Antiriciclaggio, commercialisti in prima linea con Guardia di Finanza e Banca d’Italia(23/06/2026) Dibattito promosso dall’Odcec Napoli a Palazzo Calabritto con Giuseppe Evangelista, Giovanni Scialdone, Felice Filodemo, Antonio Minervini, Alessandro Lazzarini e Maurizio Turrà
NAPOLI - La disciplina antiriciclaggio rappresenta ormai una componente centrale dell’attività del commercialista, chiamato a svolgere un ruolo strategico nella prevenzione dei fenomeni illeciti grazie al rapporto diretto con imprese e cittadini. le nuove regole tecniche del 2025, insieme alle indicazioni di Banca d’Italia e agli orientamenti ispettivi della Guardia di Finanza, rendono sempre più fondamentale un approccio basato sulla valutazione del rischio, fondato sulla conoscenza del cliente e sull’analisi delle operazioni sospette. È importante il confronto operativo con Guardia di Finanza e Banca d’Italia per garantire una formazione concreta e aggiornata dei professionisti. Puntiamo così a rafforzare il ruolo del commercialista come presidio attivo di legalità e collaborazione nel sistema di prevenzione”. Lo ha affermato Maurizio Turrà, consigliere delegato dell’Ordine dei dottori commercialisti e degli esperti contabili di Napoli, presieduto da Matteo De Lise, in apertura del convegno “La disciplina antiriciclaggio: profili teorici e questioni pratiche”, promosso dalla commissione Antiriciclaggio, che si è svolto a Palazzo Calabritto.

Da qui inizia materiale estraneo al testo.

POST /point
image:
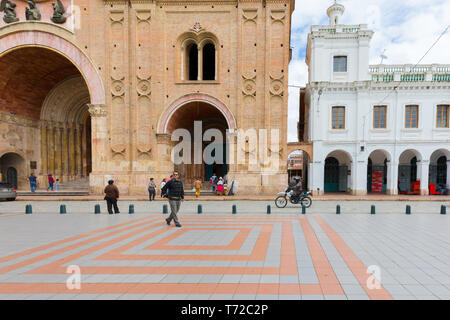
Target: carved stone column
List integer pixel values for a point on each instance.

Il colonnello Giuseppe Evangelista, capo Ufficio Operazioni del Nucleo di Polizia economico-finanziaria di Napoli, ha approfondito il tema dell’approccio basato sul rischio nella lotta al riciclaggio, al finanziamento del terrorismo e alla proliferazione delle armi di distruzione di massa. Nel suo intervento sono stati illustrati i principali fenomeni emergenti, i rischi più ricorrenti e le nuove tendenze riscontrate nell’attività investigativa e operativa svolta sul territorio.

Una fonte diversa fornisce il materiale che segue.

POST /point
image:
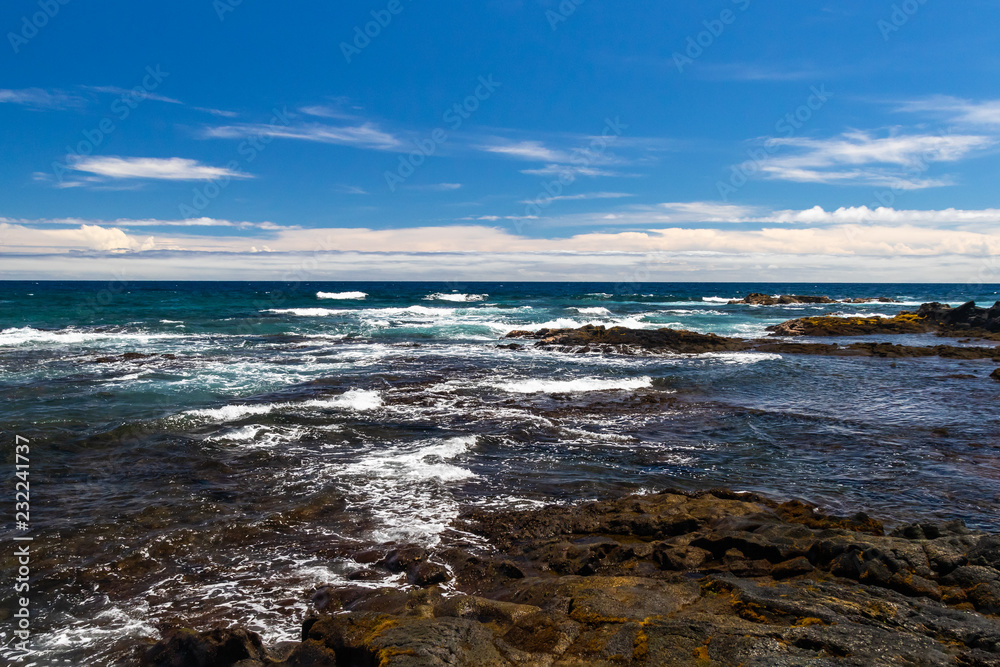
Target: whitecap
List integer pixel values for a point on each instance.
(592, 311)
(342, 296)
(458, 298)
(306, 312)
(536, 386)
(28, 335)
(355, 399)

Particolare attenzione è stata dedicata all’evoluzione dei sistemi di prevenzione e all’importanza della collaborazione tra autorità e professionisti, chiamati a svolgere un ruolo sempre più centrale nell’individuazione delle operazioni sospette e nella tutela della trasparenza economico-finanziaria.
Di taglio fortemente operativo l’intervento del tenente Giovanni Scialdone, capo Sezione Riciclaggio del Gruppo Tutela Mercati Capitali del Nucleo di Polizia economico-finanziaria di Napoli, che ha illustrato le modalità di pianificazione e svolgimento degli interventi ispettivi antiriciclaggio.
Nel corso dell’incontro sono stati affrontati anche gli aspetti legati alle procedure di contestazione e verbalizzazione, attraverso l’analisi di casi pratici e situazioni concrete che quotidianamente coinvolgono professionisti e operatori economici.
Sul fronte normativo è intervenuto Felice Filodemo (Divisione Vigilanza/AML della Banca d’Italia – Sede di Napoli), che ha approfondito gli obblighi antiriciclaggio dei professionisti, soffermandosi sulle regole tecniche 2025 e sulle prospettive evolutive del sistema di prevenzione. Un focus particolare è stato dedicato agli adempimenti richiesti ai commercialisti, sempre più coinvolti nei processi di verifica, monitoraggio e segnalazione previsti dalla normativa.
Nel corso dei lavori, moderati da Alessandro Lazzarini (presidente della commissione Antiriciclaggio dell’Odcec di Napoli), sono stati analizzati casi pratici e fornite risposte ai quesiti posti dai colleghi presenti. Le conclusioni sono state affidate ad Antonio Minervini.
L’incontro ha confermato l’importanza della formazione continua e del dialogo tra istituzioni, organi di controllo e professionisti per affrontare un contesto in continua evoluzione, nel quale la capacità di valutare il rischio e di interpretare correttamente le operazioni economiche diventa sempre più determinante.